Ever since Swiss police arrested over half a dozen officials on behalf of the United Stated Department of Justice back in May, FIFA's top sponsors have been publically calling for reform. After years of public bribery, graft, theft and corruption, the top money makers have said enough is enough.

Sepp Blatter met with representatives of Coca-Cola, Visa, McDonalds, Ab Inbev (Budweiser), and Adidas on Thursday to update the group on the steps the lame-duck president is instituting to reform FIFA. It's unclear if the group laughed at the ideas, or just the execution. For fans who have been demanding change, this was a huge first step in real change happening.

For months now it's been obvious that FIFA wouldn't change on its own accord, and it would require one of two organizations to force the situation: sponsors or police. The FBI and Swiss police are doing their parts by continuing investigations, separately, into corruption while other government agencies around the world are beginning, or cooperating with, their own probes. The most notable of the bunch is in Paraguay where the federal government has removed the immunity tag on CONMEBOL's headquarters to allow their police and prosecutors the chance to clean up the South American organization.

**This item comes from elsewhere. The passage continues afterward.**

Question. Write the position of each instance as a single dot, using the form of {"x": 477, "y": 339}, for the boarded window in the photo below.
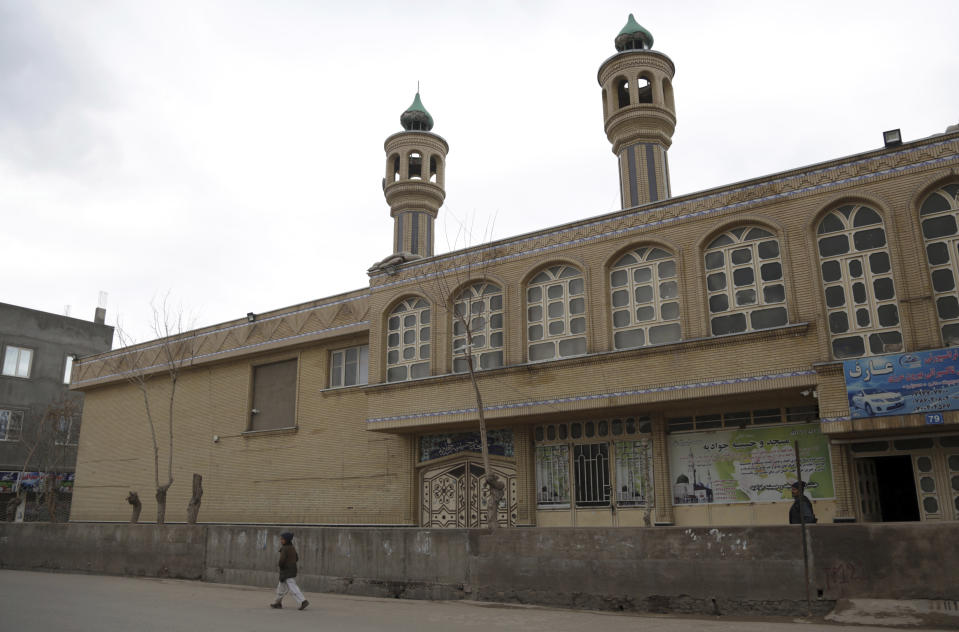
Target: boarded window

While the Sponsor Five represent the biggest group of investors, it should be noted that a big chunk of FIFA's revenue comes from the broadcasting side and those companies (such as FOX, Telemundo, and others) have been a bit more quiet over recent issues than this group.

So what steps are FIFA taking? Well, as FIFA is wont, they have created a committee to investigate ways to end corruption and to recommend steps on how to reform itself. This sounds great on paper until one takes a look at who is on the committee. Kevan Gosper, a former IOC Vice President accused (and cleared) of corruption charges; Gorka Villar, the son of crooked Spanish FA head Angel Maria Villar; Hany Abo Rida and Constant Omari, both members of the crooked Executive Committee, are the highlights of the group. Sure it's being chaired by Francois Charrad, who helped reform the International Oliympic Committee at the turn of the millenium, but he is surrounded by the crooked and corrupt so the chances of him being able to suggest real changes are likely slim to none.

Some of the changes suggested are publication of salaries, stricter vetting of cadidates and even term limits. All of those are wonderful ideas but still miss the biggest problem (no surprise there). There is zero accountability of where money from FIFA to the confederations and federations goes. When a federation receives a GOAL Grant, there is no follow through to make sure that money goes to building, or maintaining, new fields or creating youth programs or what have you (as it's intended). More often than not, most, if not all, of that money goes into the pockets of corrupt officials the world over.

What FIFA needs is to create an arm that tracks the money and has the power to punish those who misuse those funds. It'd also be real nice if Sepp Blatter, or whomever replaces him in February, would stop handing out million dollar bribes bonuses willy nilly to rally support (such as he did at a CAF meeting right after the previous World Cup). While this wouldn't clean up the organization completely (there is still the matter of Qatar and their money and politics, not to mention their death camps slave labor work force) it'd clean out the oldest, most rotten forms of corruption. The problem is how to enact such change when it'd lead to less (personal) money for federation heads the world over.

One thing is for certain and can be put onto stone tablets right now: if Michel Plantini wins the election in February, little will change at FIFA. Reforms will be enacted but they will simply be window dressing. The heart of the issue, money, won't be tackled and life will go on. Well, for members of FIFA. For the workers in Qatar it won't as they'll continue to die by the hundreds, resulting in at least 10,000 dead by the time the World Cup rolls around in 2022. Remember, Plantini was a key supporter and backer of Qatar hosting and it's unlikely he'd suggest (allow) they move the World Cup.